Peugeot 207 SW: 6,148 miles
Second report: Our compact load-lugger is wearing well under the constant pressure of a pair of mucky pups
There’s been a biohazard in the Auto Express long-term fleet – and it’s time to get rid of it!
With the help of two little Gremlins, my sons Harry and George, our Peugeot 207 SW gets into a sticky mess on a weekly basis. But if the design is as clever as the firm says, getting it spotless again should be a breeze. So how does the Peugeot 207 SW fare in my ‘easy to clean’ challenge? On the surface, pretty well. The interior regularly gets the works thrown at it, from blackcurrant juice and crisps to cake and even cunningly concealed apple cores. Basically, we are talking a blindfolded chimps’ tea party – and on longer journeys there’s a sit-down buffet to follow.
Despite the carnage, the trim usually comes up fine. Most of the interior fabric washes out after a gentle scrub with some upholstery cleaner. Even the cream-coloured roof lining reverts to its original shade. However, the mesh-style fabric on the centre of the rear seats is a different matter, as it attracts all the little crumbs. That’s not a problem if it’s dry and you’ve got the vacuum cleaner to hand, but if someone has spilt liquid over them, the bits are really stubborn to shift.

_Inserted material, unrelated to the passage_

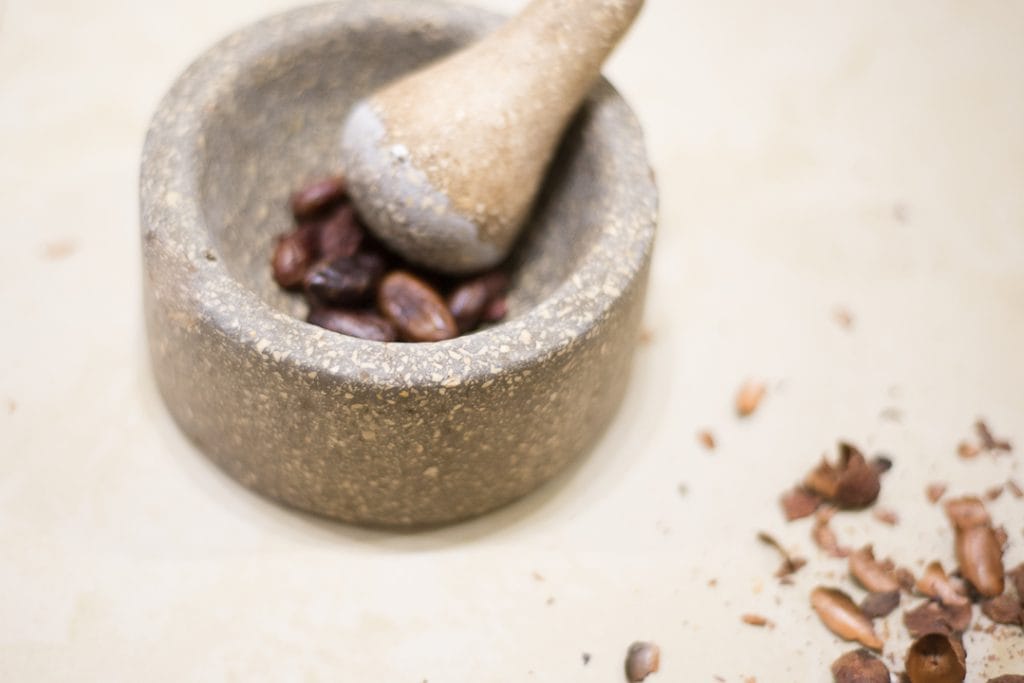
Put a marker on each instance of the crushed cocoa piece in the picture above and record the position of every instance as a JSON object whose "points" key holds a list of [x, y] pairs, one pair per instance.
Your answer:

On the upside, the backs of the front seats can be returned to great condition in no time. Anyone with young kids will know this is the usual trouble spot, as it’s where children rest their mud-soaked weary feet after a long day out.
Vacuuming the mats and under the seats is reasonably straightforward, but the space between the centre console and front seats is so tight that it’s tricky to insert even the narrowest vacuum attachment. But we’re not complaining much, because the driving position is great.
Another area where Peugeot has got its family-friendly design right is the luggage space. The boot runners do a great job of keeping messy boxes, garden rubbish and general bits and bobs off the carpet. The chrome plate on the boot lip helps when lifting heavier items into the car, too. It acts like a front doorstep, removing all the muck as you slide a box or sack across it on to the rails, and then into the car. A quick wipe over and it’s shiny again!
The glass roof is less fun to clean. Despite all the arm ache, I really like the standard-fit panoramic top. When I’m driving alone I always have the interior cover retracted, but the option to seal out the sun is essential. The kids get cooked in the summer months, and ask me to close it whenever we set off.
Another novelty that has worn thin is the front and rear seatbelt sensor. Although I have previously championed the security of knowing both the young ones were buckled up, just lately the sensor has started bleeping while I’m the only one in the car. Sometimes it stops, other times it gets louder and louder until I have to pull over and plug in all the belts for the sake of my sanity. It’s a recent technical glitch, so watch this space for developments.
One other problem was down to driver error, but the Peugeot seems to have got us out of a scrape! While driving down a narrow road at school pick-up time, we caught a parked car. The horrible sound of metal against metal sounded expensive, but the door rubbing strips on the passenger side had taken the impact, protecting both doors and the rear wheelarch from damage. So despite leaving our details on the other car, at least the quote for the Peugeot is likely to be less than the insurance excess!
Second opinion WHEN I jumped into Darren’s 207 SW the other weekend, I expected to find evidence of its tough family car use. Thankfully, he’d just carried out his big clean, and the Peugeot was like new.
I was also pleased not to be carrying any passengers in the back – so I could enjoy the sunshine with no complaints! I reckon the SW is a capable small estate, too. A friend of mine has an old Skoda Fabia load-lugger, and the Peugeot is much better looking.